La stessa Presidenza del Consiglio dei Ministri, Dipartimento funzione pubblica (cfr. circolare n. 4, prot. 5657 del 15 luglio 2004) ha osservato poi che dalla lettura delle disposizioni di cui all'art. 7, comma 6, del decreto legislativo165/2001, "si evidenzia la possibilità di ricorrere a rapporti di collaborazione solo per prestazioni di elevata professionalità, contraddistinte da una elevata autonomia nel loro svolgimento tale da caratterizzarle quali prestazioni di lavoro autonomo" Laddove l'elemento dell'autonomia non dovesse risultare prevalente "sarebbero aggirate e violate le norme sull'accesso alla pubblica amministrazione tramite concorso pubblico, in contrasto con i principi costituzionali (artt. 51 e 97 Costituzione) ...nonchè il principio, anch'esso costituzionale, di buon andamento ed imparzialità dell'azione amministrativa (art. 97 Costituzione)".

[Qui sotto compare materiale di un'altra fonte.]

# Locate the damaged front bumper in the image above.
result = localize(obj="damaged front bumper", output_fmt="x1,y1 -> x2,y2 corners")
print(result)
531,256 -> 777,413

Conclusivamente, ad ogni buon fine, si osserva che la giurisprudenza della Corte dei conti ha elaborato, in via generale (cfr. per tutte, Sezione giurisdizionale per il Veneto, 3 novembre 2003, n. 1124) i seguenti criteri per valutare, in astratto, la legittimità del conferimento degli incarichi individuali di cui all'art. 7, comma 6, del D.Lgs. 165/2001:
"a) rispondenza dell'incarico agli obiettivi dell'amministrazione;
b) inesistenza, all'interno della propria organizzazione, della figura professionale idonea allo svolgimento dell'incarico, da accertare per mezzo di una reale ricognizione;
c) indicazione specifica dei contenuti e dei criteri per lo svolgimento dell'ibncarico;
d) indicazione della durata dell'incarico;
e) proporzione fra il compenso corrisposto all'inacricato e l'utilità conseguita dall'amministrazione."

4.- Ai sensi dell'art. 15, comma 2, del "Regolamento del diritto di accesso ai documenti dell'Amministrazione regionale", approvato con D.P.Reg. 16 giugno 1998, n. 12, lo scrivente comunica preventivamente di acconsentire all'accesso al presente parere, presso codesto Dipartimento, da parte di eventuali soggetti richiedenti.
Codesta Amministrazione vorrà a sua volta comunicare, entro novanta giorni dalla ricezione, l'eventuale possibilità che il parere stesso inerisca ad una lite, ovvero se intenda differirne l'accesso fino all'adozione di eventuali provvedimenti amministrativi cui la richiesta consulenza fosse preordinata. Decorso detto termine senza che sia pervenuta alcuna comunicazione in tal senso, si procederà, giusta delibera della Giunta regionale n. 229 dell'8 luglio 1998, all'inserimento del presente parere nella banca-dati "FoNS", ed alla conseguente diffusione.